Si registra un continuo passaggio di aerei: noi ci acquattiamo sotto gli alberi, per timore di possibili mitragliamenti, anche perché due di noi vestono la divisa militare con stivali. Il cannone tuona a valle e nella zona di Cesarò. Si dorme all’aperto, sulla terra nuda; i più fortunati riescono a crearsi una sorta di finto giaciglio, fatto di frasche. Conviviamo con formiche insetti, lepri... 8 agosto È domenica, ma per noi è soltanto ‘un altro giorno’ da fuggiaschi. Sveglia alle 5, alle prime luci del sole. La mia zoppìa si acuisce: ho subito una frattura? Andiamo a rifornirci di un po’ di latte a Dagala ‘Nchiusa. Alimenti del giorno: pane duro inzuppato di acqua ed un residuo di formaggio. La depressione è totale, quando ci rendiamo conto che alle 10,30 Bronte è di nuovo bombardata a tappeto. Sapremo che nel pomeriggio le avanguardie inglesi hanno preso possesso del Comune. Cala la tela: e’ la fine della nostra ‘povera’ guerra.
Abbiamo esaurito i viveri. Che fare? Alle 18,15 io, mio cognato Pippo Di Dio, Galvagno, Graziano e don Vincenzo decidiamo di scendere in paese, per cercare qualcosa da mangiare. Vorrei anche ripresentarmi in ospedale. Ma, mentre siamo in marcia, alle 19,15 da un avamposto dell’estrema ala destra inglese - sulla altura della Colla al limite della Sciara - ci indirizzano addosso una fucilata.
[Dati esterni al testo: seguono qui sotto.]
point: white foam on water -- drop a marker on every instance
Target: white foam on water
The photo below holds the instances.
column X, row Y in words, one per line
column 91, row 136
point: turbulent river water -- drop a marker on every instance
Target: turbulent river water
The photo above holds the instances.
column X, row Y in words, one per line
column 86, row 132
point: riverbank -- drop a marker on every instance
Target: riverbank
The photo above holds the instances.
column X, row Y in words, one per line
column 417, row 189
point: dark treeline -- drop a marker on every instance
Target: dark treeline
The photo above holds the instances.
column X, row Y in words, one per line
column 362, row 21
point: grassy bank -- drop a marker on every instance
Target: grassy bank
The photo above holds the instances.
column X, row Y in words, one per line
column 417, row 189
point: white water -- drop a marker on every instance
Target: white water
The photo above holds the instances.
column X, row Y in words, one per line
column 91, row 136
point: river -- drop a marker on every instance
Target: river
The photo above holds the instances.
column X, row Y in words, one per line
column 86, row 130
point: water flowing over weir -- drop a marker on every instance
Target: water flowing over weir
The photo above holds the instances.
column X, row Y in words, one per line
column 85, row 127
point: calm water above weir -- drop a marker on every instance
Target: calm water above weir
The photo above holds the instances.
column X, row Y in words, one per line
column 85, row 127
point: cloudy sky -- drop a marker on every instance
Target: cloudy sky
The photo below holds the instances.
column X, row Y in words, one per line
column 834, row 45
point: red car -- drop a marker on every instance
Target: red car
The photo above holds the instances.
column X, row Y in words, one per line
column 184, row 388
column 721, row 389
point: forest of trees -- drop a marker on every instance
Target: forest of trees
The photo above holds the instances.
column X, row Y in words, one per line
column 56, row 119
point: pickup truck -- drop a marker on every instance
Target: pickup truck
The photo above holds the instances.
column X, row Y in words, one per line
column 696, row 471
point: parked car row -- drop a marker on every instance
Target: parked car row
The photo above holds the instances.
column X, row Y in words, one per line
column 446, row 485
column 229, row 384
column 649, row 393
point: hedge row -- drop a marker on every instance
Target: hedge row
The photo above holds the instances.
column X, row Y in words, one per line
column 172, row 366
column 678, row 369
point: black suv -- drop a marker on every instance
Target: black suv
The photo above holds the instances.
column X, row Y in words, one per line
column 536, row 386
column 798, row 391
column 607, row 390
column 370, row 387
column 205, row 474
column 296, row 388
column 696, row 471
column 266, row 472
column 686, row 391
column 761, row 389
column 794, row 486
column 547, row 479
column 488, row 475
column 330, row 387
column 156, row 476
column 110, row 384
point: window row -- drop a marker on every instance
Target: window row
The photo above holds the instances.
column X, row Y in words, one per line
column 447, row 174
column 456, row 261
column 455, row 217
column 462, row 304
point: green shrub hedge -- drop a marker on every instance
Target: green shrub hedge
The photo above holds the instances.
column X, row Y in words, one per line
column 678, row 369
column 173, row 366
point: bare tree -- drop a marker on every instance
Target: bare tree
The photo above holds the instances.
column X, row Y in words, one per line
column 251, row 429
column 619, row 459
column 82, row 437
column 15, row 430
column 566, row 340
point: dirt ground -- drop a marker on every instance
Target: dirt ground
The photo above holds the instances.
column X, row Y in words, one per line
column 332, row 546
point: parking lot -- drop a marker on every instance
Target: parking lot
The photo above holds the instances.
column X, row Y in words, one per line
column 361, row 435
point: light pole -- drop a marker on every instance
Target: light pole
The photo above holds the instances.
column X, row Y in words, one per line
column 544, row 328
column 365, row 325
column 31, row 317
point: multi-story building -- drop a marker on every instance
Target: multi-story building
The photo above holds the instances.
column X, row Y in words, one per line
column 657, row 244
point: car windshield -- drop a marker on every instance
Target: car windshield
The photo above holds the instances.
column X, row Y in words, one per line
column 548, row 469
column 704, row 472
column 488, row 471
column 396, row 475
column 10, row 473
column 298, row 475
È segno che la nostra presenza è sospetta e che le divise militari grigioverdi sono prede da catturare o comunque da perseguire. Ci ripariamo sotto un muretto a secco e vediamo fischiare sulle nostre teste più di quaranta colpi di fucile. Restiamo acquattati per oltre due ore, vivi per miracolo. Per fortuna i militari inglesi non hanno deciso di raggiungerci per scoprire chi siamo, chissà anche per giustiziarci. Alle 21, sotto un tenue chiarore di luna, torniamo a Ceravolo, dove arriviamo alle 22, accolti con grida festose. Ma siamo a mani vuote, stanchi, emozionati, stremati e vivi per miracolo. Alle 23, ci sdraiamo sulla nuda terra. 9 agosto La notte è tanto fredda. Alle 5,30 siamo svegli. È impossibile ogni cura igienica o il cambio di abiti e biancheria. A Dagala ‘Nchiusa otteniamo un po’ di latte e mezza capra. Si impianta un empirico fornello e si cucina la carne sulle tegole tirate giù dal tetto della casetta. Del pane, neanche l’odore.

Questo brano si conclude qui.